Foreign exchange rates
ExplanationForeign exchange rates do not directly impact interest rates.
#2
What happens to interest rates when the central bank increases the money supply?
Interest rates decrease
ExplanationAn increase in the money supply by the central bank leads to a decrease in interest rates.
#3
Which term refers to the interest rate that banks charge their most creditworthy customers?
Prime rate
ExplanationThe prime rate is the interest rate charged by banks to their most creditworthy customers.
#4
Which of the following is NOT a tool of monetary policy used by central banks to influence interest rates?
Treasury bill auctions
ExplanationTreasury bill auctions are not a direct tool of monetary policy for influencing interest rates.
#5
Which of the following is a characteristic of a fixed-rate mortgage?

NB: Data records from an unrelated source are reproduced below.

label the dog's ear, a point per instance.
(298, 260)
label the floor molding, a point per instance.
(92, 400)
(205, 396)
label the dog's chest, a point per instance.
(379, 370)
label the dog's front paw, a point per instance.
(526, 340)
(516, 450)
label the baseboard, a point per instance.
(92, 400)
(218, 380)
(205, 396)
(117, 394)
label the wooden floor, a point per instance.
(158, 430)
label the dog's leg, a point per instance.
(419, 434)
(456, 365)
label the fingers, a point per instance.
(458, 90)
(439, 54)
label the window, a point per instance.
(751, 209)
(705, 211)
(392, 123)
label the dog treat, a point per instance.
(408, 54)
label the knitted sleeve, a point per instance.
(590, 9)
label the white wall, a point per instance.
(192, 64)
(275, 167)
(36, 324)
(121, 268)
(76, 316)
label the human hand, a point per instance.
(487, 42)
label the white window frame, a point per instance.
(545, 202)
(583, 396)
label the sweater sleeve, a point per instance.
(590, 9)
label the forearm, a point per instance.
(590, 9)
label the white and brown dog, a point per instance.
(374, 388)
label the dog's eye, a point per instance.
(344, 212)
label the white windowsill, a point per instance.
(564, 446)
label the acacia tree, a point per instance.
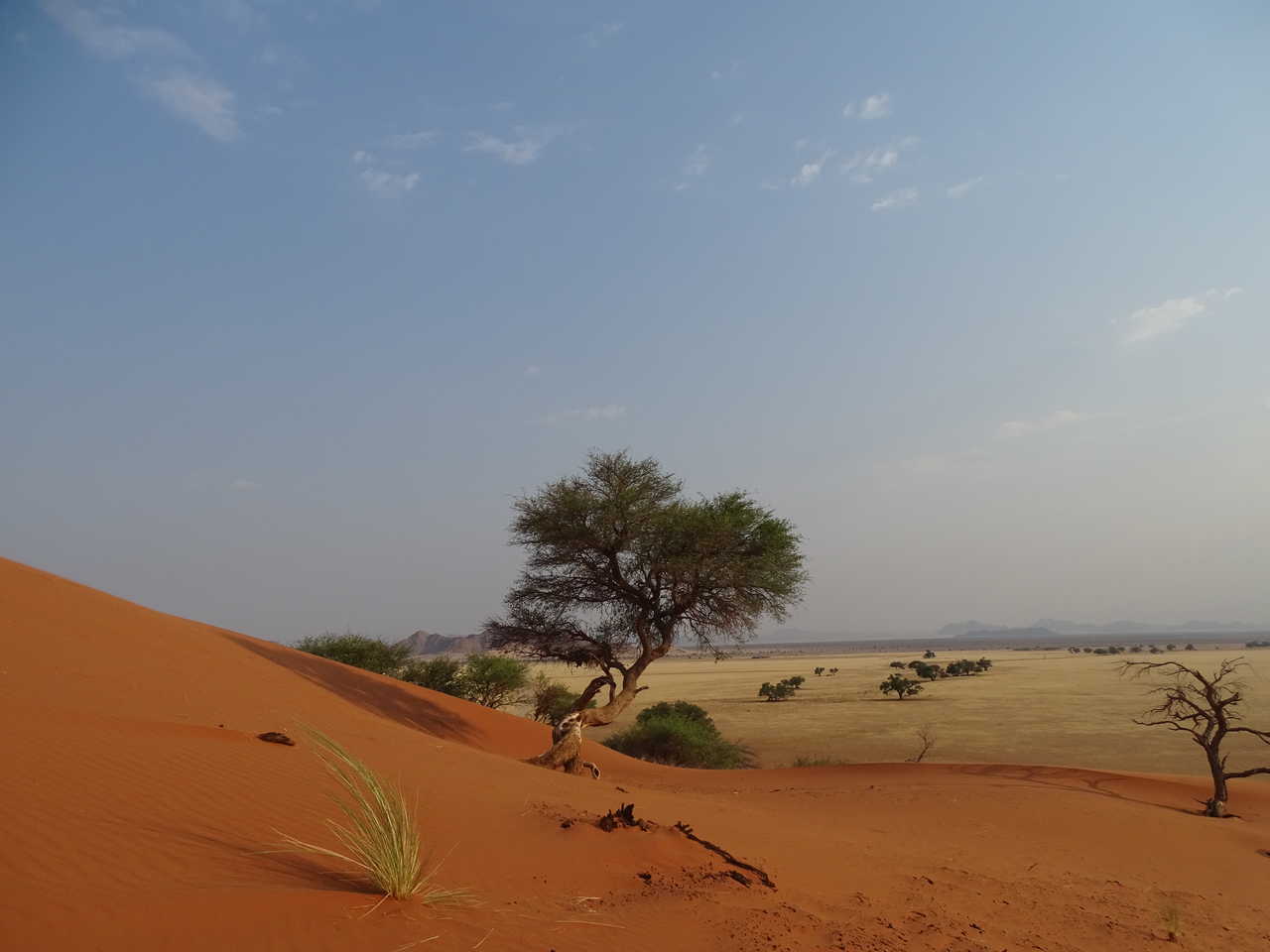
(1205, 707)
(620, 565)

The interest rate remains constant for the entire loan term
ExplanationA fixed-rate mortgage has a constant interest rate throughout the entire loan term.
#6
What is the term for the rate at which banks lend money to their most creditworthy customers?
Prime rate
ExplanationThe prime rate is the rate at which banks lend money to their most creditworthy customers.
#7
Which term refers to the interest rate banks charge each other for overnight loans?
Federal funds rate
ExplanationThe interest rate for overnight loans between banks is known as the federal funds rate.
#8
What effect does high inflation typically have on interest rates?
Interest rates increase
ExplanationHigh inflation tends to lead to an increase in interest rates.
#9
What is the relationship between bond prices and interest rates?

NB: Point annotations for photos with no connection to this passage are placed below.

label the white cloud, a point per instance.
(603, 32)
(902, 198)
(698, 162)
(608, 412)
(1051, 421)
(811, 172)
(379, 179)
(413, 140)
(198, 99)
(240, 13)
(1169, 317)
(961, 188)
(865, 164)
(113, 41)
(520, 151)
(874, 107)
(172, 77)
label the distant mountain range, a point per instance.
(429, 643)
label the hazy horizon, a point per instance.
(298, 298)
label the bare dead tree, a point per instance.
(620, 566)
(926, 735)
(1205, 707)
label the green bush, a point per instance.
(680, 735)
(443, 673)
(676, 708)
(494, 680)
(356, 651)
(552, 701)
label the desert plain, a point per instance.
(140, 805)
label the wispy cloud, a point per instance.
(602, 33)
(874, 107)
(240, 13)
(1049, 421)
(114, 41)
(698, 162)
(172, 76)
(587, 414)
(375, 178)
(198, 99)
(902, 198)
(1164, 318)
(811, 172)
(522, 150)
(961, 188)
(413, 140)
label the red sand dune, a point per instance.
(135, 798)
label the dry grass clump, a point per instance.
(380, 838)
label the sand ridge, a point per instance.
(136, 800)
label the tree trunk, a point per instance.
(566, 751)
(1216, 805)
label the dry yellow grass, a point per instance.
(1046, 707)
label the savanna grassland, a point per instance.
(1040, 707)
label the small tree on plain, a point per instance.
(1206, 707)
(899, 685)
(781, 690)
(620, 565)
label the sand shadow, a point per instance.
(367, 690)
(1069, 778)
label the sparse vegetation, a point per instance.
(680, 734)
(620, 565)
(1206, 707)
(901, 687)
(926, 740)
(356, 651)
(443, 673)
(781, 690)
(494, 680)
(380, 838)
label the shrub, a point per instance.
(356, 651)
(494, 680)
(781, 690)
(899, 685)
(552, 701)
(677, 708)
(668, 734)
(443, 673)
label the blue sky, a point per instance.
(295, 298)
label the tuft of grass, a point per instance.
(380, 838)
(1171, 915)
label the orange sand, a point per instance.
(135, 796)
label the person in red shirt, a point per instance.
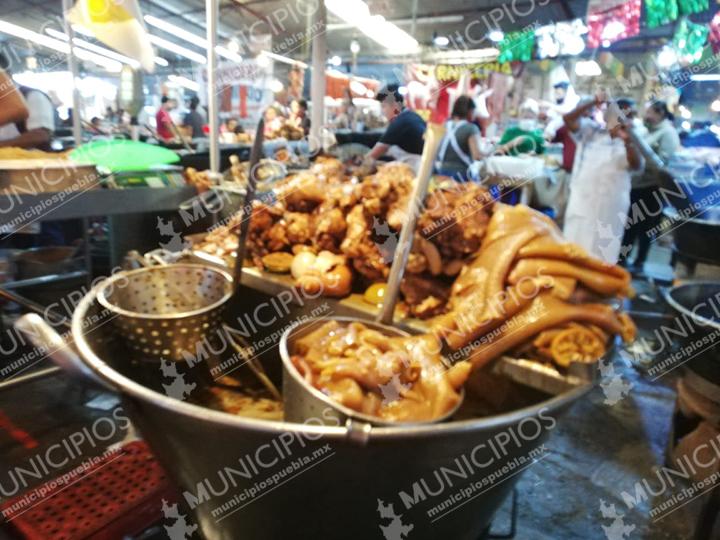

Bond prices and interest rates move in opposite directions
ExplanationBond prices and interest rates have an inverse relationship, moving in opposite directions.
#10
What is the term for a situation where short-term interest rates are higher than long-term rates?
Inverted yield curve
ExplanationAn inverted yield curve occurs when short-term interest rates exceed long-term rates.
#11
What impact does a decrease in the money supply typically have on interest rates?
Interest rates increase
ExplanationA decrease in the money supply generally leads to an increase in interest rates.
#12
What is the term for the interest rate that a bondholder receives if the bond is held until maturity?
Yield to maturity
ExplanationYield to maturity is the interest rate earned on a bond held until its maturity date.
#13
What is the Fisher effect in relation to interest rates?

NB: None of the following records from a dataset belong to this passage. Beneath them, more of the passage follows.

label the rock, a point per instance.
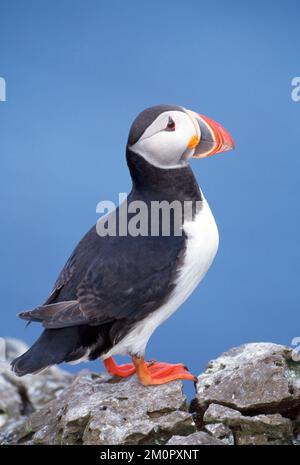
(259, 429)
(19, 397)
(249, 395)
(199, 438)
(257, 377)
(221, 432)
(93, 410)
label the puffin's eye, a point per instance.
(171, 125)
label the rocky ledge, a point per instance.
(249, 395)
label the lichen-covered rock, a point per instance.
(254, 377)
(221, 432)
(19, 397)
(258, 429)
(200, 438)
(249, 395)
(93, 410)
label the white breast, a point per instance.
(201, 248)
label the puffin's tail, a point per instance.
(53, 346)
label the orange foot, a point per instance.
(125, 370)
(114, 369)
(159, 372)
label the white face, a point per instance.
(165, 142)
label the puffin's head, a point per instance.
(167, 136)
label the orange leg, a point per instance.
(125, 370)
(160, 373)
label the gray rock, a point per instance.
(19, 397)
(249, 395)
(221, 432)
(257, 377)
(259, 429)
(199, 438)
(93, 410)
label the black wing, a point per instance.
(129, 277)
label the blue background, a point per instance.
(77, 74)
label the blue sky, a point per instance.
(77, 74)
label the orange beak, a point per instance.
(210, 137)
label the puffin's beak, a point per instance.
(210, 137)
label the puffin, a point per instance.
(116, 289)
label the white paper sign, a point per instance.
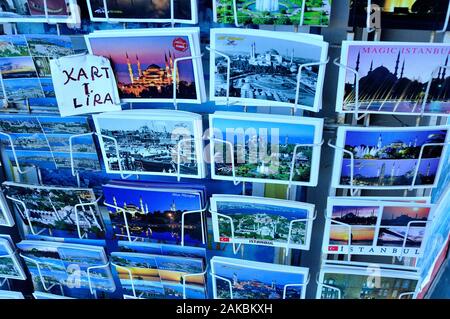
(84, 84)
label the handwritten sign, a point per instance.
(84, 84)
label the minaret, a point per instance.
(139, 66)
(130, 70)
(403, 69)
(444, 72)
(397, 64)
(358, 60)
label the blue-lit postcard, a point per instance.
(64, 212)
(66, 267)
(261, 221)
(10, 267)
(151, 142)
(389, 158)
(260, 148)
(160, 277)
(347, 282)
(155, 214)
(6, 218)
(255, 280)
(364, 227)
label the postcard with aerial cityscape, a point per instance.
(366, 283)
(58, 11)
(57, 209)
(264, 68)
(363, 227)
(6, 218)
(158, 276)
(389, 158)
(263, 148)
(9, 264)
(261, 221)
(145, 72)
(154, 214)
(401, 14)
(279, 12)
(24, 64)
(162, 249)
(256, 280)
(393, 77)
(184, 11)
(43, 141)
(65, 265)
(148, 143)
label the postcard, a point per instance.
(149, 141)
(184, 11)
(66, 266)
(393, 78)
(24, 64)
(163, 249)
(405, 14)
(361, 227)
(159, 277)
(154, 214)
(264, 68)
(145, 72)
(10, 267)
(339, 282)
(6, 218)
(44, 142)
(303, 12)
(264, 147)
(256, 280)
(389, 158)
(57, 209)
(261, 221)
(7, 294)
(39, 11)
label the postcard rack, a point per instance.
(128, 234)
(353, 191)
(71, 17)
(285, 287)
(339, 294)
(174, 76)
(287, 247)
(5, 280)
(356, 111)
(41, 276)
(93, 289)
(26, 213)
(238, 25)
(107, 19)
(75, 172)
(183, 277)
(294, 107)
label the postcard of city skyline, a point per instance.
(255, 280)
(355, 215)
(360, 235)
(142, 10)
(264, 68)
(401, 216)
(288, 12)
(354, 285)
(394, 236)
(293, 133)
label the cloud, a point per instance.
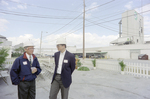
(89, 13)
(24, 38)
(3, 23)
(91, 40)
(93, 6)
(129, 5)
(146, 37)
(144, 9)
(4, 3)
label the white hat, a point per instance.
(28, 43)
(61, 41)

An increase in inflation leads to a proportionate increase in nominal interest rates
ExplanationThe Fisher effect describes the relationship between inflation and nominal interest rates.
#14
What does the term 'liquidity trap' refer to in the context of interest rates?
A situation where interest rates are so low that monetary policy becomes ineffective
ExplanationA liquidity trap occurs when very low interest rates render traditional monetary policy ineffective.